China's apparent oil demand in May increased 8.2% from a year earlier to 43.80-MMtonne, or an average 10.36 MMb/d, according to a just-released Platts analysis of Chinese government data. Platts calculates China's apparent or implied oil demand on the basis of crude throughput volumes at the domestic refineries and net oil product imports, as reported by the National Bureau of Statistics (NBS) and Chinese customs. Platts also takes into account undeclared revisions in NBS historical data.
Apparent demand during the month was supported by healthy demand growth across all oil product categories.
China’s refinery throughput in May averaged 10.38 MMb/d, rising 7.4% from a year earlier, data from the country’s NBS showed June 15.
On the other hand, China was a net oil product exporter in May, with volumes totaling 120,000-tonne, according to data released 24 June, 2015 by the General Administration of Customs.
During the first five months of this year, China’s total apparent oil demand averaged 10.45 MMb/d, an increase of 5.2% from the same period of 2014. This continues to be the fastest pace of year-to-date growth since 2011 and defies a relatively weak macroeconomic outlook.

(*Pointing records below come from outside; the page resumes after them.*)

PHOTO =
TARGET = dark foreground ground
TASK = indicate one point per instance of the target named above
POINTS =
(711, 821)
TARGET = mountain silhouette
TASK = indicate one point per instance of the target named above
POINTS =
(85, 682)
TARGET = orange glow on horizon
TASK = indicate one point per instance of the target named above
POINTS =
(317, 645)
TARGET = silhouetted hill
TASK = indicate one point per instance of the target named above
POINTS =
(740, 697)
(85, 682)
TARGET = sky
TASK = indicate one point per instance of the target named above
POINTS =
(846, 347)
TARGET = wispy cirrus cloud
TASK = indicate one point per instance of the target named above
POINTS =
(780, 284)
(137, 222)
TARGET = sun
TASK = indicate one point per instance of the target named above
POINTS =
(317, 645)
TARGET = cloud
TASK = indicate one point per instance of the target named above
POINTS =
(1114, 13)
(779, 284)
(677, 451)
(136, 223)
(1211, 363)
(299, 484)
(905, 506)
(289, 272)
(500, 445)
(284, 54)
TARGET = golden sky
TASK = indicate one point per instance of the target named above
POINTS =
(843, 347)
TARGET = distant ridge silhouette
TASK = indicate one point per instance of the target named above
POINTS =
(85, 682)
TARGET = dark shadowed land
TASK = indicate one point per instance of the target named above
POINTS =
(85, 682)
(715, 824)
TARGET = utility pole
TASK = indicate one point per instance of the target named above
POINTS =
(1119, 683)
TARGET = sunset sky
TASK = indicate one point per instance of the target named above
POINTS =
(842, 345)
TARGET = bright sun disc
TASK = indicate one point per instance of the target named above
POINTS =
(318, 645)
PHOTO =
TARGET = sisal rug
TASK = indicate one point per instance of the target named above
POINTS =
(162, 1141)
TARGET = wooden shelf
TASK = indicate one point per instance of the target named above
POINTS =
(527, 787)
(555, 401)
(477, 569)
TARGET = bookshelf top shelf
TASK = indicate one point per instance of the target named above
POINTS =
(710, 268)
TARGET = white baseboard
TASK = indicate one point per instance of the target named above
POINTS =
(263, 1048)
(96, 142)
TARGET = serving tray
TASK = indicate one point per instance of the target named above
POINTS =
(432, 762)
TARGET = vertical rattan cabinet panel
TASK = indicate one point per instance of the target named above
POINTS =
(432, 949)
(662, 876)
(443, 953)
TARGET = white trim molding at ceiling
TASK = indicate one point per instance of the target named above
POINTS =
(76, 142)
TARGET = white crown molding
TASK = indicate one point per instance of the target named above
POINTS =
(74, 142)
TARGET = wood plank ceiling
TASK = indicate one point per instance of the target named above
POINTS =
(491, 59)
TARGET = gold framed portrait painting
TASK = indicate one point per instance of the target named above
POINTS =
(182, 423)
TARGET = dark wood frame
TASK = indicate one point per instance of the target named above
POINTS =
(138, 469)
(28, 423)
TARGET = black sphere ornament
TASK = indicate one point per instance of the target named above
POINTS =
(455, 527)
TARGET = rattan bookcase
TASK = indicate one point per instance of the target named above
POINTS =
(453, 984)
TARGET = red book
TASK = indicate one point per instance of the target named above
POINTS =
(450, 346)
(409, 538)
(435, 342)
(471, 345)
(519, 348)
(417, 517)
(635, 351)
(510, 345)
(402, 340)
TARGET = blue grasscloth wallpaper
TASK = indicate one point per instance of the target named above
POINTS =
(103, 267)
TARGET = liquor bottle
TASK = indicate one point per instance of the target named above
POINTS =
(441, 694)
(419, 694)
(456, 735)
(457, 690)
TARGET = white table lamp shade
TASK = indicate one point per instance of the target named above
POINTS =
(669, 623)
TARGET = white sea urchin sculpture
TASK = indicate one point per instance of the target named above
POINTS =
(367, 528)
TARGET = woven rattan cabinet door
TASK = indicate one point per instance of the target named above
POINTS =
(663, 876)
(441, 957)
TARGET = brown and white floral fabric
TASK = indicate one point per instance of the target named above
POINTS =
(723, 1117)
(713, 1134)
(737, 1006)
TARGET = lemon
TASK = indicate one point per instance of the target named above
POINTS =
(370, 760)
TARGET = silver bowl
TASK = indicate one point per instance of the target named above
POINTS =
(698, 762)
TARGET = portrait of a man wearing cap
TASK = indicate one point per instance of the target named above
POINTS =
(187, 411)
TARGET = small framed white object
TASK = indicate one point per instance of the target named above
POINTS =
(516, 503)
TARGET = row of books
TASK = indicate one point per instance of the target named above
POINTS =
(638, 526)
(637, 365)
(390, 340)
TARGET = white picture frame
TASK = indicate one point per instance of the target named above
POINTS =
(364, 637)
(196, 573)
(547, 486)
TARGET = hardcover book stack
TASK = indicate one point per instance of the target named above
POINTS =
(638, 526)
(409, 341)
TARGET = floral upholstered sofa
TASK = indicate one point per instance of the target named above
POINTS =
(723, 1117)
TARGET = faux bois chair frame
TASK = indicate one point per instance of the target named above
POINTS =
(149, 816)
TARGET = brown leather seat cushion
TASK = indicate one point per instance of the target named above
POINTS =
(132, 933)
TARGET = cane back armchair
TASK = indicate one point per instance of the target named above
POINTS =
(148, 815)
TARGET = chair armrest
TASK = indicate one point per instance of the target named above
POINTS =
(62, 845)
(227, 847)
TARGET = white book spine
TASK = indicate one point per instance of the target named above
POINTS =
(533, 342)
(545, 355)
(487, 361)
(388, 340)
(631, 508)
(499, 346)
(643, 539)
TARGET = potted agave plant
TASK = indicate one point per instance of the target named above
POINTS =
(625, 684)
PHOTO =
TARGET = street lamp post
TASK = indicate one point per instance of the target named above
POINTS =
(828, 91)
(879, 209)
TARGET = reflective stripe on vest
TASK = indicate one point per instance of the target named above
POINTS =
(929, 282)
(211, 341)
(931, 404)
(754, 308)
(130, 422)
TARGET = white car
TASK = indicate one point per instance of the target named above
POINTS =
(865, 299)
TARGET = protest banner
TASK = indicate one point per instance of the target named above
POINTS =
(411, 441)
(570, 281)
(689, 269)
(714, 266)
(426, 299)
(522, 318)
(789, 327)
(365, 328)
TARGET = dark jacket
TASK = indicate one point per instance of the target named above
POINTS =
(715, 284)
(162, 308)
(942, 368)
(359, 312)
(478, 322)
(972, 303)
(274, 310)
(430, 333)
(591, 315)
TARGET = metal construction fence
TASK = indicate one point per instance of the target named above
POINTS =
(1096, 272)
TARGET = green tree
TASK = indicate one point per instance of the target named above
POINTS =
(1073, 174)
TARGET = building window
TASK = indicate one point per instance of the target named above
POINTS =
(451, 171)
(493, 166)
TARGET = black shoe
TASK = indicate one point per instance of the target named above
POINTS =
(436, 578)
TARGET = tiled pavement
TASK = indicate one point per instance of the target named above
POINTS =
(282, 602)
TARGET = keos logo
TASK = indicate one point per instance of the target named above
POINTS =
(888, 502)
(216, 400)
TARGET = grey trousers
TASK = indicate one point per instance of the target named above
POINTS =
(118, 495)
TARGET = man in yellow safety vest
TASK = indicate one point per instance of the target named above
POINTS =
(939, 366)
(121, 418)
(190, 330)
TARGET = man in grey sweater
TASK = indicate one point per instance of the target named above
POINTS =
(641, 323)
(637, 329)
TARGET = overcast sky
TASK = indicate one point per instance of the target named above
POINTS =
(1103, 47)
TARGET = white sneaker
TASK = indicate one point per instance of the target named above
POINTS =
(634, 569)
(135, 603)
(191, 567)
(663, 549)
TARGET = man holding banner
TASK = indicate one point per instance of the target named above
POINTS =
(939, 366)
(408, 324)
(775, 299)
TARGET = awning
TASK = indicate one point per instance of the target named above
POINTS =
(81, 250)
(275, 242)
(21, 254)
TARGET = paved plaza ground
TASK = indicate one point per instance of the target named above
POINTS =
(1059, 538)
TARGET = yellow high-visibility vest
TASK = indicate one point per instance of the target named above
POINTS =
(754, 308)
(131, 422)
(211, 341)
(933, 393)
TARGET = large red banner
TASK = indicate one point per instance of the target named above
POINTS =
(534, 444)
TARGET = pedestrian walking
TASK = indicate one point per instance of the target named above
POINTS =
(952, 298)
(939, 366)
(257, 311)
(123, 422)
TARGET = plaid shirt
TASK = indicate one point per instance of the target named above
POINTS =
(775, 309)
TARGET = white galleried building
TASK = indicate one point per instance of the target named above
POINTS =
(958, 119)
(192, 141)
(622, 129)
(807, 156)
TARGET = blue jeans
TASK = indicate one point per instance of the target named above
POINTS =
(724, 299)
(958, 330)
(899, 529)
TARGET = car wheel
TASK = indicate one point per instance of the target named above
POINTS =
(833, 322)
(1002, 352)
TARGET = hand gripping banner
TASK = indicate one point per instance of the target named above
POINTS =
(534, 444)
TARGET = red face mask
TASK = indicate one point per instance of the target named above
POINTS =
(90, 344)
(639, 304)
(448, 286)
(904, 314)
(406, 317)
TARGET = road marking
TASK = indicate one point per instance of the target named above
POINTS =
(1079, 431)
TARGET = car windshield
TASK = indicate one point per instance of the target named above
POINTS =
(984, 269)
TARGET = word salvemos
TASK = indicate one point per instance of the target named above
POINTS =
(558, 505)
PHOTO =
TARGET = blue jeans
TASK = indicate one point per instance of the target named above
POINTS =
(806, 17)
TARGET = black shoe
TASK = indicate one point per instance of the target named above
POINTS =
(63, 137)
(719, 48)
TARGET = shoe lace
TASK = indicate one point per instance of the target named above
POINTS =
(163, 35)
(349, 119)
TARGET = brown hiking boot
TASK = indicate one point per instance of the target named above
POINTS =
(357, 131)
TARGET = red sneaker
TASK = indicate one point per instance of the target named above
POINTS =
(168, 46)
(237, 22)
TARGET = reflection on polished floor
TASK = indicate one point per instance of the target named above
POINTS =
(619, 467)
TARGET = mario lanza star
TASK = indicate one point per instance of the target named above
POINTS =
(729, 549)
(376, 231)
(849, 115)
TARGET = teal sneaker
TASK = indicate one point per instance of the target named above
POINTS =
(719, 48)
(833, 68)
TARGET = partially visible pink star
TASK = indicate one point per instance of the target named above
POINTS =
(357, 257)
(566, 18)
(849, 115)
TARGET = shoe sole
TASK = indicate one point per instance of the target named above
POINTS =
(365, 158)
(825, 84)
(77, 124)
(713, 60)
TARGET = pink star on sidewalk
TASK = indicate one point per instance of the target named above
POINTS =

“This was the fastest pace of growth since June 2013, when demand grew by 11.53%. Demand for all key products showed year-on-year increase in the month,” said Mriganka Jaipuriyar, Platts associate editorial director for Asia oil news. “Gasoil apparent demand could in reality be lower, as according to Platts estimates, gasoil stocks have risen 7.3% at the end of May from a year earlier.”
Gasoil is the most widely consumed oil product in China and demand has been hit in the last three years because of declining economic growth. Yet apparent demand in May expanded by a robust 7.4% year over year to 15.39-MMtonne.
Up to 70% of the fuel is used in the transport sector while the remainder is used by various sectors, including construction, farming and fishing, industrial heating and to power machinery.
Apparent demand for gasoil was up 4.3% over January to May to 74.21-MMtonne.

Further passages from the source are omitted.